С точки зрения философии истории, Февральская революция — это один из ключевых моментов воспроизводства Россией самое себя, причем через «отрицание отрицания», как сказал бы диалектик Гегель. Основной ее урок в том, что верховная власть в России коренится в области религиозно-мировоззренческого ядра русской цивилизации. Настоящие революции у нас происходят тогда, когда тот или иной правящий слой (в данном случае имперская элита) перестает отвечать требованиям этого ядра. Именно это и произошло в феврале 1917 года на фоне стратегических и тактических ошибок действующей власти, не справившейся с защитой — внутренней и внешней — драгоценности Святой Руси. Буржуазный модерн в 1917 году не пришелся по нраву русскому народу, он предпочел модернизироваться другими способами, сохраняя при этом верность своей исконной соборной традиции — в официально атеистической форме «красной империи». 

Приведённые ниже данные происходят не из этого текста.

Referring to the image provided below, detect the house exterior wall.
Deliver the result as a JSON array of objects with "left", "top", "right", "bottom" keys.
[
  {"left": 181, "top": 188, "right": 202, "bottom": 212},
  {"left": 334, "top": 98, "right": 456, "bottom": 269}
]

В дальнейшем, на протяжении ХХ века, подобные смены элит происходили в стране по меньшей мере трижды: от ленинско-троцкистского интернационал-коммунизма к сталинскому национал-большевизму, и далее (через хрущевско-брежневские вариации) к «новому февралю» 1991 года, преодоленному, в свою очередь, властной вертикалью Путина. Такова судьба изменившего национальной идее (или извратившего ее) правящего класса. Коротко эта идея определяется словом правда, соединяющая в себе божественную истину с человеческой справедливостью. В верности такой правде и состоит смысл нашей истории. Читатель может спросить, почему искомая правда обретается у нас через революции, а не через парламентские процедуры. Причина в том, что Святая Русь — ее внутренний метафизический центр — ищет не всеобщего комфорта, а смысла жизни, а он плохо сочетается с лукавой машиной голосования, управляемой профессиональными демагогами («политтехнологами»). Скорее здесь подошло бы понятие искупления, когда грехи отцов приходится изживать детям. В определенном смысле Октябрь 1917 года является искуплением его Февраля, а Великая Отечественная война — искуплением Октября. 

Подводя итог, замечу, что если бы «демократическая керенщина» задержалась у кормила власти еще на пару десятилетий, Россию, вероятно, ждала бы судьба Франции, разбитой германским оккультным рейхом в 1940 году примерно за месяц. Только, в отличие от французов (европейцы все-таки), русские были бы уничтожены совсем. Однако в пасхальные дни 1945 года зоркие люди различили за красным знаменем над Берлином православный крест. История — слишком серьезное дело, чтобы доверять ее только человеку.

 

 


1   Ильин И. А. О русской идее // Ильин И. А.Русская идея. М., 1992. С. 436.
  Изгоев А. С. Социализм, культура и большевизм // Из глубины. Сборник статей о русской революции. М., 1991. С. 363.
  Струве П. Б. Размышления о русской революции // Избранные сочинения. М., 1999. С. 272.